Ayrıca; Toyotasa Hastanesinin geceleri yol geçen hanına döndüğü yolunda şikayetler alıyorum. Üst katlara çıkışların kontrol edilmediğinden şikayetçiler. Görülüyor ki yetkililerin tüm uğraşlarına rağmen ister hasta, ister sağlık personeli olalım pek çok konuda düzeltilecek çok şeyler var. Özellikle  sağlık sektörünün sorunlarını çözmek için bence radikal adımlar atılmalı. Yöneticilerimiz en sık denetimlerini sağlık kuruluşlarında ve ilgili noktalarda yapmalılar. Avrupa Birliği standartlarını sağlık alanında yakalamak zorundayız.

Sağlık işlerinin en zor tarafı; gelişmenin hem hastalar, hem de sağlık personelinin birlikte çözeceği bir sürece bağlı olduğu gerçeğidir. Siz en iyi düzenlemeleri, en çağdaş uygulamaları yapsanız bile  başarılı olmak için tarafların bu amaca inanması ve işbirliği yapması şarttır.

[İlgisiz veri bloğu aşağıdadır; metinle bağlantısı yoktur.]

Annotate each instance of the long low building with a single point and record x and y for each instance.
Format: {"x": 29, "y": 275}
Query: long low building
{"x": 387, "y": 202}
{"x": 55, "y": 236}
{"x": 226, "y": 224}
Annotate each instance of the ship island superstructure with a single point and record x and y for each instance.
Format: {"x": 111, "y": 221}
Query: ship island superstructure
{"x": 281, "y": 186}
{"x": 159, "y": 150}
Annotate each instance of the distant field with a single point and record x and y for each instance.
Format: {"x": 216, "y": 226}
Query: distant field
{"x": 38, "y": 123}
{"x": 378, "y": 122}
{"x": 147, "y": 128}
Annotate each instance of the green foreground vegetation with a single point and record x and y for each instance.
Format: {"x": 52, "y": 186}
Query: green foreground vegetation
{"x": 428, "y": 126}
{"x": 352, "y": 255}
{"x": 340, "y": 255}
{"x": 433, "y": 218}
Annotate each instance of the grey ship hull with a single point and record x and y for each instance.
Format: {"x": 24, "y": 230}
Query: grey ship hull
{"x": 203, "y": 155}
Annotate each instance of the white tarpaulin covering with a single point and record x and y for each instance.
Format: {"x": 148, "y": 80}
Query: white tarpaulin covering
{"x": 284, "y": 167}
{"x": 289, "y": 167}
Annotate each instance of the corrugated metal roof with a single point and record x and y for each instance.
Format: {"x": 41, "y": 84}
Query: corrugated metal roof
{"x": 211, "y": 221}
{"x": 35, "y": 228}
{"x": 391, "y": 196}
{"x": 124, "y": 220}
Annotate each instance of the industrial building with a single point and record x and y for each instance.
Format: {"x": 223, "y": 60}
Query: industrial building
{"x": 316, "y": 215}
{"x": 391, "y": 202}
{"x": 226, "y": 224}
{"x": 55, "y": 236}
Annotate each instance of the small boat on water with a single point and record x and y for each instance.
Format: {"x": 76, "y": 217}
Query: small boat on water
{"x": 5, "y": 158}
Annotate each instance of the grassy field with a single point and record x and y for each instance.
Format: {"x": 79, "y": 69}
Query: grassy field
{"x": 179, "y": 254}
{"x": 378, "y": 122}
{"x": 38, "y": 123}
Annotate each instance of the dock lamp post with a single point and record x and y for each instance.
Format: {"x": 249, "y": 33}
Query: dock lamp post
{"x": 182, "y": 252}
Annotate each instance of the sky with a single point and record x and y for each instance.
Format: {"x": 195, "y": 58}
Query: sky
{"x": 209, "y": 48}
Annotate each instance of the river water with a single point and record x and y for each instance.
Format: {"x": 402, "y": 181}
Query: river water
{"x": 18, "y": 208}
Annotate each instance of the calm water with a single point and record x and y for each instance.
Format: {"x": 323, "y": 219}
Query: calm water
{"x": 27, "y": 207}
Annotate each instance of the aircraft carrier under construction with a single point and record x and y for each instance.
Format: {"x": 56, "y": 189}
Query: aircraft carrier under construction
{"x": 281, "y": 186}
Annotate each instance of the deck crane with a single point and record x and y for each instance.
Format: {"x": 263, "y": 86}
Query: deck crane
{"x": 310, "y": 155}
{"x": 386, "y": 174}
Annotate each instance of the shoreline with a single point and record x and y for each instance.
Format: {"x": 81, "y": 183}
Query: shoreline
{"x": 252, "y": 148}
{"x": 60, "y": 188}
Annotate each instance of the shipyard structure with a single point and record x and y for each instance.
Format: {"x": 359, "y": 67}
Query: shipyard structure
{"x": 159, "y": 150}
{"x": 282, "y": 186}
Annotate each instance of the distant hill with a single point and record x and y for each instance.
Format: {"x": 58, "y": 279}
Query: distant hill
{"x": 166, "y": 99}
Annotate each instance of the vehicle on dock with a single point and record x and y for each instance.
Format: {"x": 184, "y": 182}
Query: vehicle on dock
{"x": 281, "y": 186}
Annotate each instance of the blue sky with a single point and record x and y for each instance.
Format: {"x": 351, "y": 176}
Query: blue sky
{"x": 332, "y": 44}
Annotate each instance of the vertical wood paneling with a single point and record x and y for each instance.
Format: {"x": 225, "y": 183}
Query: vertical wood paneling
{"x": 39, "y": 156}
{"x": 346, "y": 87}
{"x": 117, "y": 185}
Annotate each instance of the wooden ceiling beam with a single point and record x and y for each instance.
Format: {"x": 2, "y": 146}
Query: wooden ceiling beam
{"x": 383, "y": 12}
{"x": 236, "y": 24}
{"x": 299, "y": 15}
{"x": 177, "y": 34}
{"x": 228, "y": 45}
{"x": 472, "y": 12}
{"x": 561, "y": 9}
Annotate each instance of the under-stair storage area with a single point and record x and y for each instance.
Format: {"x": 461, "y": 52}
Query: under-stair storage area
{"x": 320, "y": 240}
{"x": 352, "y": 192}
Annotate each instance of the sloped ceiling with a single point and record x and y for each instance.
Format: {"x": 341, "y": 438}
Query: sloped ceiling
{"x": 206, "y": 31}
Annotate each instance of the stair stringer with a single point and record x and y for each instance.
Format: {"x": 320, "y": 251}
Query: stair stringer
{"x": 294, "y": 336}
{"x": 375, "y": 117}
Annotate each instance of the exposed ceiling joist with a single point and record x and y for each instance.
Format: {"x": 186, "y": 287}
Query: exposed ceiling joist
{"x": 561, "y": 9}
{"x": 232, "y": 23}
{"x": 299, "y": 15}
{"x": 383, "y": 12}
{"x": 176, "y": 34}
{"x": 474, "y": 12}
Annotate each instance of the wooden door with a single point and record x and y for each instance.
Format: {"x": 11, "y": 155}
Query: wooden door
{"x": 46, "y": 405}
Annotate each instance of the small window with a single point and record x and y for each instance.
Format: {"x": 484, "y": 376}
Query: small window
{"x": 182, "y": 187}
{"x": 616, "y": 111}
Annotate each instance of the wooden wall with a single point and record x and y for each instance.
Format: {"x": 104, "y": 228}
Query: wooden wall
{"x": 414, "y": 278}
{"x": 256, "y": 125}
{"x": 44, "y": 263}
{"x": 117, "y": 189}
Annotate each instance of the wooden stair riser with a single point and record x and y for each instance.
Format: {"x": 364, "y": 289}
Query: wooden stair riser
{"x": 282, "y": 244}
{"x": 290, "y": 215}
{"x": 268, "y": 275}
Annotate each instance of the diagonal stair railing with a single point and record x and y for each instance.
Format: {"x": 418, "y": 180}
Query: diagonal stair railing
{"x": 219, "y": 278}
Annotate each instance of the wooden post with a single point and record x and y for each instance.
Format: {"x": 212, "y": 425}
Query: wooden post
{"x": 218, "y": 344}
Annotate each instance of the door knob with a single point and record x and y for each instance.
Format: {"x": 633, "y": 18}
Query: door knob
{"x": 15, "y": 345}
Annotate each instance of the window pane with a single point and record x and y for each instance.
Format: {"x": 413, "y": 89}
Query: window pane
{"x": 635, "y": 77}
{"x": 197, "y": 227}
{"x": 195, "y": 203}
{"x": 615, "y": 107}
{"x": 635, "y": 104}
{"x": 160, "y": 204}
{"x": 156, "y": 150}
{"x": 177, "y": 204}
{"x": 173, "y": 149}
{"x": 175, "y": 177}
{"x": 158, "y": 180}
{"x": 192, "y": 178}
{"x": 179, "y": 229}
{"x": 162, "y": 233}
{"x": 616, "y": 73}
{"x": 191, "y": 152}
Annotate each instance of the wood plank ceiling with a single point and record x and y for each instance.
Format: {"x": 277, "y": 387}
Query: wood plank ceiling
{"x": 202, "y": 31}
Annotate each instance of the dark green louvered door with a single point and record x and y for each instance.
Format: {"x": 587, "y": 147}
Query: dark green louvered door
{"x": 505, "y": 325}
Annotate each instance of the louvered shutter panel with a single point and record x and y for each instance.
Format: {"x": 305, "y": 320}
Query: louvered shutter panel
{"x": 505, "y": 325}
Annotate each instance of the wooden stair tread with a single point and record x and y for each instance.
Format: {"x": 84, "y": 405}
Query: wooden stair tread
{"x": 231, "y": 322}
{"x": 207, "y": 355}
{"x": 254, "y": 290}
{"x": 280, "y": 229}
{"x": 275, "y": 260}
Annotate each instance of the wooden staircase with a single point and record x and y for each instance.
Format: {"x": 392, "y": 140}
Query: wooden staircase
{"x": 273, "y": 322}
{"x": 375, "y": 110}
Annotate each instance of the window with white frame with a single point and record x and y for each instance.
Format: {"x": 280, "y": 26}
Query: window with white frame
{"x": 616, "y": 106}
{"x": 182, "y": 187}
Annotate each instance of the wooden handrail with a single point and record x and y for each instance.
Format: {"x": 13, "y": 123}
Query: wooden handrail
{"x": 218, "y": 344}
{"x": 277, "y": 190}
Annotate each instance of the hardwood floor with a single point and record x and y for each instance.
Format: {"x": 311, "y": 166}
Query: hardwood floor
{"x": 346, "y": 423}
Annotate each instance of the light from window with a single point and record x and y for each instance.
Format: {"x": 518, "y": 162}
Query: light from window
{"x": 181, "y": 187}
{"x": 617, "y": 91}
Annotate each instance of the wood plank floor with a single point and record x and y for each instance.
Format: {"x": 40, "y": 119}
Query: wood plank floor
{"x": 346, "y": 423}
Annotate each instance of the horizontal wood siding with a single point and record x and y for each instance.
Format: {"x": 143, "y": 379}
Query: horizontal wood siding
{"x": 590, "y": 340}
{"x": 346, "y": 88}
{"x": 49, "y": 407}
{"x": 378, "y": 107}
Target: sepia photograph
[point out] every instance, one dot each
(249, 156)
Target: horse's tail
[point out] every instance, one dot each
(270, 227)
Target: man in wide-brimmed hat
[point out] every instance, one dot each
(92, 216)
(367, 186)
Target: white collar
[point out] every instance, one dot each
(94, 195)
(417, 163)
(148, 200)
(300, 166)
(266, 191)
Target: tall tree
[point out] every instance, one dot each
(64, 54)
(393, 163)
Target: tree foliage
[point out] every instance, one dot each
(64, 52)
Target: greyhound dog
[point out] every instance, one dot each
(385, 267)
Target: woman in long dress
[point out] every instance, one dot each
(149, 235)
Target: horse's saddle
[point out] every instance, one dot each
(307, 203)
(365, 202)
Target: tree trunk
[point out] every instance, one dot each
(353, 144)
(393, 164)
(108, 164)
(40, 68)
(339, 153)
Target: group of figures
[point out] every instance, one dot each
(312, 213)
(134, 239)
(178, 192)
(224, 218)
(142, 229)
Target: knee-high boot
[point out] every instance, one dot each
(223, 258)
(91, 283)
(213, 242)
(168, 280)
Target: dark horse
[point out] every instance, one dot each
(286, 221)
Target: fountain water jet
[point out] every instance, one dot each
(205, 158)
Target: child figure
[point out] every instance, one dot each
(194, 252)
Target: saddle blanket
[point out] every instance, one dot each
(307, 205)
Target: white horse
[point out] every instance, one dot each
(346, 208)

Sağlık sistemimizin yavaş yavaş değişmekte olduğunu ve kalıcı tedbirlerin alındığını elbette görmekteyiz. Torpile alışmış bir kitleyi normal ilişkilere alıştırmak hiçte kolay değildir.

Bence farklı muamele isteğinin ortadan kaldırılması için teknolojinin bütün imkanlarından ve davranış bilimlerinden istifade etmeyi bilmeliyiz.Dürüst ve adil bir işlem sırası takip etmeliyiz.Herkesi aksi davranışlarında bıkmadan uyarmalıyız. Uyarılarımızı yardım ederken kibarca yapmalıyız. Haksız taleplere gülerek “hayır” demeyi başarabilmeliyiz. Niçin hayır dediğimizi bıkmadan anlatmalı ve onları haklı olduğumuza ikna edebilmeliyiz.